LONDON (Reuters) - Central bank governors have eased elements of the Basel III accord, the world's core regulatory response to the 2007-09 financial crisis that saw taxpayers rescuing undercapitalised banks.
Implementation of Basel began in January 2013 and will be largely completed by the end of 2018, forcing lenders to hold three times the amount of capital they had before the crisis.
Regulators and investors are already putting pressure on big lenders to comply well ahead of the deadline.
The main elements of the accord are:
CAPITAL
* All banks must hold a minimum core capital buffer equivalent to 7 percent of their risk weighted assets by the end of 2018. The world's biggest 30 or so banks must also hold an extra 1 to 2.5 percent of capital from 2016 because of their size. Most major lenders already have buffers at or around 10 percent to demonstrate their financial health.
LEVERAGE RATIO
* A global rule to regulate leverage by forcing lenders to hold a minimum amount of capital in proportion to total assets on a non-risk weighted basis is coming in by 2018.
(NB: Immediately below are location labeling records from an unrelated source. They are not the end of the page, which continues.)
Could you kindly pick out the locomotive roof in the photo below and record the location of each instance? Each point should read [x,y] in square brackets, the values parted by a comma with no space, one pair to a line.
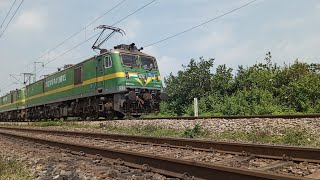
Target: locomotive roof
[135,52]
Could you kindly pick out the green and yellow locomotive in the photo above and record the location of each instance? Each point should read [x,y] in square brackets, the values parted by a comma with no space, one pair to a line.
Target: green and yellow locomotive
[118,82]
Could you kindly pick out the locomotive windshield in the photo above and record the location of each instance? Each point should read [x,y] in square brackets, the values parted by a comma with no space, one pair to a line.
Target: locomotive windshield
[129,60]
[147,63]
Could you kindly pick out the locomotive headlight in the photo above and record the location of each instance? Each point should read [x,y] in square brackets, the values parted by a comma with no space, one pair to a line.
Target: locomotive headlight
[164,96]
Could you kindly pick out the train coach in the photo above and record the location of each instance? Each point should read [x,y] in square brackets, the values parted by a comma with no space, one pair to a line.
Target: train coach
[118,82]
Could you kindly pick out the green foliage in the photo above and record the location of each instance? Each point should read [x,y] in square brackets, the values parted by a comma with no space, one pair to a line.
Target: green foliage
[294,136]
[260,89]
[12,169]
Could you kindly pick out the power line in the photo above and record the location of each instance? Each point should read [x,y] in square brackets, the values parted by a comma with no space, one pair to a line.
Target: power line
[206,22]
[76,33]
[64,41]
[62,54]
[8,14]
[11,18]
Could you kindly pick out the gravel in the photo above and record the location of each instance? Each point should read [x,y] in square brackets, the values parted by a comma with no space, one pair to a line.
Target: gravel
[45,162]
[312,125]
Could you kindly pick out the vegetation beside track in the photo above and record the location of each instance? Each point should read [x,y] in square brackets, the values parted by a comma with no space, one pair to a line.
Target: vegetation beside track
[260,89]
[13,169]
[287,136]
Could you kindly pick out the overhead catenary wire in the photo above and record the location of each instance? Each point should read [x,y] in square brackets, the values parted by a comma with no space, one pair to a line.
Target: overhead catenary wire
[66,52]
[62,54]
[14,2]
[199,25]
[70,37]
[11,18]
[76,33]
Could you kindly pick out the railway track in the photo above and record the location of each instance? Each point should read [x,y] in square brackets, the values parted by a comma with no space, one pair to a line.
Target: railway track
[292,116]
[184,157]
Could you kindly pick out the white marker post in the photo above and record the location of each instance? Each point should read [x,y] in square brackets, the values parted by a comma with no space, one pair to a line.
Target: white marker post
[195,101]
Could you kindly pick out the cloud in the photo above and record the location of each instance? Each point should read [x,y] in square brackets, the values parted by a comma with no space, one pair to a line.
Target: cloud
[4,4]
[32,20]
[212,40]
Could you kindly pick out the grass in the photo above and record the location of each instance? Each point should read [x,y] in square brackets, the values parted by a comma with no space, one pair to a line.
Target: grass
[12,169]
[287,136]
[147,130]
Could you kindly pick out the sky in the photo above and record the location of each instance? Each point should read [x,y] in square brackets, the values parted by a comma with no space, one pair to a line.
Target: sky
[289,29]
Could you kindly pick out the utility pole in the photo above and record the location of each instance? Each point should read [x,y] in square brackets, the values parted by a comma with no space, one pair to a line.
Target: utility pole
[196,112]
[27,77]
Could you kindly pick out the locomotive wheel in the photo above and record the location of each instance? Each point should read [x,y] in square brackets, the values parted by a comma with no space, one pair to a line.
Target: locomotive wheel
[109,115]
[83,116]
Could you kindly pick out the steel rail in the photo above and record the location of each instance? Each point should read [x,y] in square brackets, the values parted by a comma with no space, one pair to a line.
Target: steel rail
[291,116]
[162,165]
[302,154]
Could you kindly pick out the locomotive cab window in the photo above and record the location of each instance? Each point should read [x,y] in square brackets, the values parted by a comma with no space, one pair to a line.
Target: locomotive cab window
[108,61]
[78,75]
[100,64]
[147,62]
[129,60]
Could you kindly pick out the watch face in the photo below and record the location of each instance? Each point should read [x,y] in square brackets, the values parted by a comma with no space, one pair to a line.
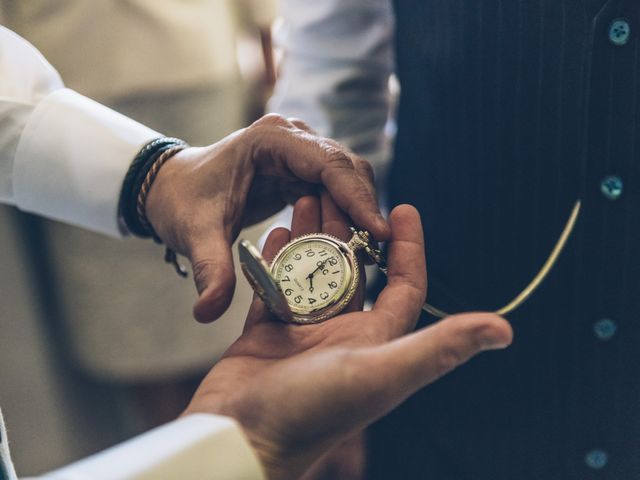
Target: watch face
[313,273]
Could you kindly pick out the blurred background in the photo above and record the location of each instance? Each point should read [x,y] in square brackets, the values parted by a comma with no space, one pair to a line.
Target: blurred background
[91,321]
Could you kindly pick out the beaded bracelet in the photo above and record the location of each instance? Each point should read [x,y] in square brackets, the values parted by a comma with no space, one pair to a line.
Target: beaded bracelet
[135,188]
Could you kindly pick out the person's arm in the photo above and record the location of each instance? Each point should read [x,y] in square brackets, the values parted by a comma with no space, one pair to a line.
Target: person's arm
[337,60]
[198,446]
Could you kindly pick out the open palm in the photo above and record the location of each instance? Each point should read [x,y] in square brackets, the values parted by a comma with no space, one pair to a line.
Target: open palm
[298,390]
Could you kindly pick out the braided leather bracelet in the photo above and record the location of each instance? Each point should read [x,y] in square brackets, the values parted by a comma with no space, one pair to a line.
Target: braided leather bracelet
[141,204]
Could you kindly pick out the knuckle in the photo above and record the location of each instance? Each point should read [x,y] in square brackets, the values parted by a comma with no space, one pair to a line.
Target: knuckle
[448,358]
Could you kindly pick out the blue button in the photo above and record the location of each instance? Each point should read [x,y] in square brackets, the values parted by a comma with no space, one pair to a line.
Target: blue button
[596,459]
[605,329]
[619,31]
[611,187]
Regulators agreed on January 12 to ease how it is calculated and will now decide what the final ratio should be. Many countries want it higher than the 3 percent provisionally agreed and which most big lenders already meet.
LIQUIDITY
- Liquidity coverage ratio: Banks must hold a buffer of government bonds and cash to tide them over a month-long freeze in markets. The final version of the rule was eased slightly last year ahead of its introduction and many big lenders already comply;
- Net stable funding ratio: Banks must hold a buffer of bonds and other instruments with maturities of over a year. On Sunday regulators eased the plan and put it out to public consultation ahead of implementation in 2018.